I see there are some functional programming buffs here, so I have a question. These functional programs, as pretty as they are, must be compiled into plain old machine code to actually run. Are these compilers really so smart that they can translate pretty idiomatic functional code into high-performing binaries? Or do you have to use ugly techniques based on intimate knowledge of the compiler/interpreter to squeeze out some decent performance out of these languages?
At the shootout it looks like the fastest Haskell programs are about 2x slower than the fastest C programs, but their code contains many non-Haskellish tricks like accessing raw memory. Idiomatic Haskell code is probably slower than that.
A gap of about 2x on a benchmark set doesn’t say much, if anything. That’s well within the usual variance you’ll get for any single language from different compilers and from different levels of programmer skill and effort put into manual optimizations. Certainly, much more work has gone into C compilers than Haskell compilers, so one would expect that there’s much more low-hanging fruit for improvement in the latter.
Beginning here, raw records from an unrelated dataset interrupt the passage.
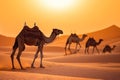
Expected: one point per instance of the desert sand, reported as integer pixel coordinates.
(77, 66)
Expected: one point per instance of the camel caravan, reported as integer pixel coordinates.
(32, 36)
(91, 42)
(35, 37)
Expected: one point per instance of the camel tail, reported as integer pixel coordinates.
(15, 46)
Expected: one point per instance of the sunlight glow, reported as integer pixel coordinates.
(58, 4)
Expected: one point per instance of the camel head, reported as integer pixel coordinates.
(57, 31)
(114, 46)
(100, 40)
(84, 35)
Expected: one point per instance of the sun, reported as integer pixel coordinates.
(58, 4)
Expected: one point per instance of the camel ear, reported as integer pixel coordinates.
(25, 24)
(34, 23)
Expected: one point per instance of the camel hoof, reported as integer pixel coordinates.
(23, 69)
(42, 67)
(32, 66)
(13, 68)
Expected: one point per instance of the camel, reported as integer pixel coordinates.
(107, 48)
(32, 37)
(92, 42)
(73, 38)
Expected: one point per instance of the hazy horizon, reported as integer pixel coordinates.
(72, 16)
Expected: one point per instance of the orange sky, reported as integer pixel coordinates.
(81, 17)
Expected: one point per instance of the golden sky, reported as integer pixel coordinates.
(72, 16)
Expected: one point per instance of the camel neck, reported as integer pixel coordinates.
(51, 38)
(83, 37)
(99, 42)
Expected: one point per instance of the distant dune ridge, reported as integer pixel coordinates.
(59, 67)
(112, 32)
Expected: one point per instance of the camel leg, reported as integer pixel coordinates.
(85, 50)
(41, 56)
(79, 46)
(36, 55)
(12, 57)
(93, 50)
(21, 48)
(18, 58)
(69, 48)
(97, 50)
(88, 50)
(65, 49)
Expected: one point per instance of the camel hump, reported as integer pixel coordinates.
(34, 29)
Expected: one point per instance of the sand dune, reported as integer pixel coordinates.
(72, 67)
(59, 67)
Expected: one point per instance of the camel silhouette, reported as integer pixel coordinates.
(93, 43)
(109, 49)
(74, 38)
(32, 36)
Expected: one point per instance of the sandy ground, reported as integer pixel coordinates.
(59, 67)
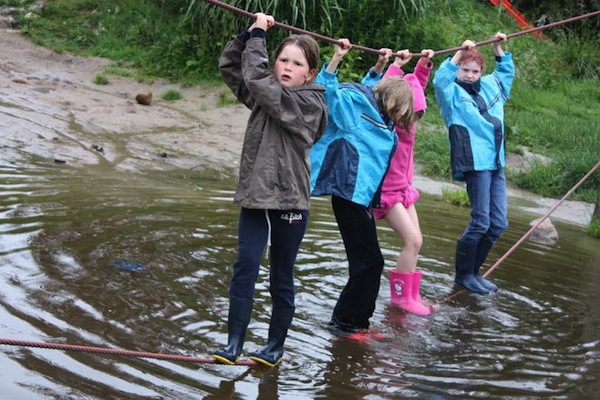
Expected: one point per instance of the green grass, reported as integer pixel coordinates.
(554, 108)
(457, 197)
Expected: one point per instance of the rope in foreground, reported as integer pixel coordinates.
(379, 52)
(529, 232)
(126, 353)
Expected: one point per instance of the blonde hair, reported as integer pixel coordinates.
(395, 97)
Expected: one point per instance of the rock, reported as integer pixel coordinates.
(545, 233)
(144, 98)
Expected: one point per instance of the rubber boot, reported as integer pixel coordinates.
(272, 352)
(416, 289)
(465, 265)
(237, 323)
(401, 288)
(483, 249)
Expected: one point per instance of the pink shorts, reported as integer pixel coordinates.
(407, 197)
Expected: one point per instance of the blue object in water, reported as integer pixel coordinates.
(129, 266)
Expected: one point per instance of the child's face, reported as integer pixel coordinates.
(291, 68)
(469, 72)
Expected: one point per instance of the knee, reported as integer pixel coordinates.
(414, 242)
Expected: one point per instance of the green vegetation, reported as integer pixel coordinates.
(554, 107)
(458, 197)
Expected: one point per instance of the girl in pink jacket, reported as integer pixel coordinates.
(398, 197)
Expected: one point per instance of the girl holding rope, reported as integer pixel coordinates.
(398, 196)
(288, 116)
(349, 163)
(472, 107)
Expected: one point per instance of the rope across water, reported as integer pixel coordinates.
(379, 52)
(174, 357)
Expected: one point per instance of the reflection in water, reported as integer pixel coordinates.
(61, 230)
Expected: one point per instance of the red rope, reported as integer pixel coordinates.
(379, 52)
(127, 353)
(529, 232)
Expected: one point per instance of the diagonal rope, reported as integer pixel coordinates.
(529, 232)
(379, 52)
(126, 353)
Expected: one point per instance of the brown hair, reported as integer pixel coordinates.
(395, 96)
(472, 55)
(307, 44)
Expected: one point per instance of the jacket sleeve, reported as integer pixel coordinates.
(230, 65)
(342, 112)
(505, 72)
(287, 106)
(372, 78)
(443, 83)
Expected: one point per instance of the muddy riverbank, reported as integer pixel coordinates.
(51, 109)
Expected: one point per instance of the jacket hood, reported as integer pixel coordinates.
(419, 101)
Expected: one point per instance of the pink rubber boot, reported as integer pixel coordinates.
(401, 287)
(417, 288)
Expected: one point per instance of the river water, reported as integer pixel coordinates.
(61, 230)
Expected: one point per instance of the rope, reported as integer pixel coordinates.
(126, 353)
(530, 231)
(379, 52)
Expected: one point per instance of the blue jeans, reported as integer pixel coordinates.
(487, 194)
(286, 229)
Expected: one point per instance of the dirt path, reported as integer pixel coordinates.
(50, 107)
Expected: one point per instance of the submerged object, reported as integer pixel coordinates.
(128, 266)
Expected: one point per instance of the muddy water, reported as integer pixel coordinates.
(62, 229)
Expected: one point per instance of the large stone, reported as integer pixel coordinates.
(545, 233)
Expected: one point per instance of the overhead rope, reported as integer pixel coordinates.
(379, 52)
(126, 353)
(529, 232)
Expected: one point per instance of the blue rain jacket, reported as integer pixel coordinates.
(352, 156)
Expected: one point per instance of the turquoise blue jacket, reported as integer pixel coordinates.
(474, 116)
(352, 156)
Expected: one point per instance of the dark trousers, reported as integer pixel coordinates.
(356, 303)
(287, 228)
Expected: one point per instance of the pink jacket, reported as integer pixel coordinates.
(401, 169)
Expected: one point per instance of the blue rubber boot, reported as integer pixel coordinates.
(237, 323)
(271, 354)
(465, 265)
(483, 248)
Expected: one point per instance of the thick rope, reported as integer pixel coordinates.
(530, 231)
(379, 52)
(126, 353)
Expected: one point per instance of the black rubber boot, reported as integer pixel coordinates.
(483, 248)
(238, 320)
(465, 265)
(271, 354)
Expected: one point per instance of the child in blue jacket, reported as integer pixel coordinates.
(349, 163)
(472, 106)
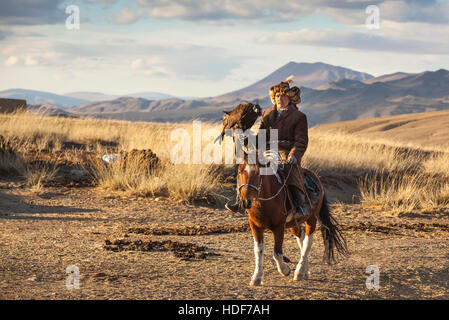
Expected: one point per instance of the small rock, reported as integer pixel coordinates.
(33, 278)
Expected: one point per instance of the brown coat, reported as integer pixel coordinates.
(292, 136)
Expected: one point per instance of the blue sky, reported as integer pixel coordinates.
(206, 48)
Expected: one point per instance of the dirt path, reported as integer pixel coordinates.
(174, 251)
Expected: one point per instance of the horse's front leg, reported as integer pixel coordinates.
(305, 245)
(256, 279)
(278, 257)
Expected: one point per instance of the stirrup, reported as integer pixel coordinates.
(234, 207)
(301, 212)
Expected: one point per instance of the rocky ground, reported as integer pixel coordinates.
(141, 248)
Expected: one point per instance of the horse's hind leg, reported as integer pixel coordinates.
(278, 257)
(256, 279)
(305, 241)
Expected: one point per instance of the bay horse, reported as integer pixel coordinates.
(265, 199)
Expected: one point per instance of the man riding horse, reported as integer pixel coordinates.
(292, 140)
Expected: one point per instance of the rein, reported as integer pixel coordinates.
(260, 187)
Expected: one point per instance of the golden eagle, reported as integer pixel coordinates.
(241, 117)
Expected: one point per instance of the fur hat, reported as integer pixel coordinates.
(293, 93)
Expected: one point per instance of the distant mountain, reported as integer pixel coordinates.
(309, 75)
(48, 110)
(389, 77)
(335, 94)
(305, 74)
(348, 100)
(33, 96)
(91, 96)
(129, 104)
(344, 99)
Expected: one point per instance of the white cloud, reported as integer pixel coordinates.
(127, 16)
(11, 61)
(367, 41)
(30, 61)
(136, 64)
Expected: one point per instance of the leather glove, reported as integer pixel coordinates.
(292, 160)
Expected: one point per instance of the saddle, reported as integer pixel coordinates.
(311, 186)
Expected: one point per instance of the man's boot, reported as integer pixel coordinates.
(302, 210)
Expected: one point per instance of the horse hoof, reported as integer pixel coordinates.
(285, 272)
(255, 282)
(298, 277)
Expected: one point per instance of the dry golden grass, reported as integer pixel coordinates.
(398, 177)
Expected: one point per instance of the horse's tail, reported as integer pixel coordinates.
(331, 232)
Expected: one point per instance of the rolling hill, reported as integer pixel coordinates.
(340, 100)
(425, 130)
(33, 96)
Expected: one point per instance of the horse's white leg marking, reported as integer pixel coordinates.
(300, 241)
(256, 280)
(283, 268)
(303, 264)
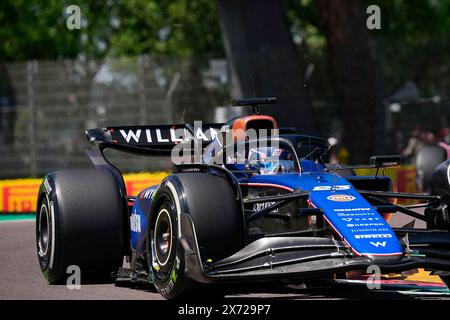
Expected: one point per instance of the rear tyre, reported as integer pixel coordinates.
(79, 223)
(211, 203)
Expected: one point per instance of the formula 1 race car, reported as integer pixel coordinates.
(263, 208)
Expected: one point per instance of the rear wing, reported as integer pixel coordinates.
(156, 140)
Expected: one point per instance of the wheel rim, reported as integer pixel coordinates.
(162, 237)
(43, 231)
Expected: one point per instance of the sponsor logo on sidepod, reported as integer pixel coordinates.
(341, 197)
That said, the really interesting figures would be those for nice idiomatic Haskell, as well as figures about what percentage of code must be written using ugly hacks to achieve performance comparable to C. The power of C lies in the fact that you can write nice, manageable, and natural-looking code while having a very good idea about the machine code that comes out of each statement you write. (In fact, C was originally meant to be used with machine code directly in mind, with no need for compiler optimization, though modern architectures are too complicated for that.) Now, in almost any language, you can force a similar approach by using ugly and unnatural hacks based on the intimate knowledge of what your compiler will produce in response. However, that defeats the purpose of using a language more fancy than C, except perhaps if you can justify it by demonstrating that such ugly hacks are necessary only for a minuscule performance-critical part of the code.
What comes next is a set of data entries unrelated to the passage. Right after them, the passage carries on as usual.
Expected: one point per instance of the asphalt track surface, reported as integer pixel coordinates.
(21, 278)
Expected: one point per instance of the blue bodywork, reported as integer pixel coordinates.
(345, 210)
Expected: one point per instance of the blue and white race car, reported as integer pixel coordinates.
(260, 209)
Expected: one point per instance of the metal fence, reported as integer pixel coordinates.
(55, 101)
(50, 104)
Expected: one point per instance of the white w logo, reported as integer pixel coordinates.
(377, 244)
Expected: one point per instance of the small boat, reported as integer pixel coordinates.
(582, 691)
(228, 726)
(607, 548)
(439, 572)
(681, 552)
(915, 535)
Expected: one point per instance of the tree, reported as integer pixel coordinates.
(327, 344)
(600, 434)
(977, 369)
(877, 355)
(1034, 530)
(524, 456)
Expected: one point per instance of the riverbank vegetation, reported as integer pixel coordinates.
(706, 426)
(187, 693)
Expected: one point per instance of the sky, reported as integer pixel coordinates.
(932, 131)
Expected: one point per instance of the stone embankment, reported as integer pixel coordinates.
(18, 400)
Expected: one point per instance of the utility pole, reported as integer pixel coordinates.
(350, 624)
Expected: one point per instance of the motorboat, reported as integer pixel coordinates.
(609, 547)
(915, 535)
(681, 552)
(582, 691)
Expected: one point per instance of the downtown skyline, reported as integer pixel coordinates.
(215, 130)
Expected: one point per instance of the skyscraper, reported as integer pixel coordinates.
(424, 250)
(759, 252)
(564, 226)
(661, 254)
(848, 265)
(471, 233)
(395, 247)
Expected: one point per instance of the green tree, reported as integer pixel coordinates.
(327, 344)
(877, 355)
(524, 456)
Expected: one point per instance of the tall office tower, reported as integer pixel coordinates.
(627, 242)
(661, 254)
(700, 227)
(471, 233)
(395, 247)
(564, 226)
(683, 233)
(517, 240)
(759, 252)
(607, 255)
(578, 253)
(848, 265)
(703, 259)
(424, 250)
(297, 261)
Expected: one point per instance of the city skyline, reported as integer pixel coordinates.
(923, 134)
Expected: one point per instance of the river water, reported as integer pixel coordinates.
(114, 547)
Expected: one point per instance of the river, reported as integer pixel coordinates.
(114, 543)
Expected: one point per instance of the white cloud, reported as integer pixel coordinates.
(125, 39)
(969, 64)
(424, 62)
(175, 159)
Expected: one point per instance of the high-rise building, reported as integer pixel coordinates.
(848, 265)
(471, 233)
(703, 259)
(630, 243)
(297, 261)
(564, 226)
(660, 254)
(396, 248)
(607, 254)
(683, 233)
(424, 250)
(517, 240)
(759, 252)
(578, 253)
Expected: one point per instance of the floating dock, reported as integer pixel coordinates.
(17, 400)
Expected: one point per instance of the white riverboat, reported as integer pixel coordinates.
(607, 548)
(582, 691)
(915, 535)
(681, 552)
I’m flattered by your trust in my intuition, but I don’t trust it very much myself :-) Who knows what will be fast in five years? Anyway, Haskell is already bringing much good to the world as a vehicle for research and a source of ideas for other languages (just look at the history of C#), so I think it’s okay if it never makes it into production.
Generally speaking, functional programs get compiled into the same intermediate representations as imperative languages and perform the same. They’re at an advantage where their objects are immutable, which lets the compiler skip alias analysis and continue to optimize in the cases where alias analysis fails, but at a disadvantage when they’re dynamically typed and types can’t be inferred, since they need to insert extra branches.
Some compilers are better than others and some languages are easier to write good compilers for than others, but functional/imperative is not the deciding factor.
Which exact imperative languages are you taking as benchmarks of performance here? The lower-level ones like C or Fortran where you can squeeze out amazing performance if the compiler is any good, or the fancier ones with garbage collection, dynamic typing, bounds checking, and other features with large overheads? If a language like Haskell can actually be compiled to perform comparably with the former when written naturally and without expert hacks, I find that an astonishing feat.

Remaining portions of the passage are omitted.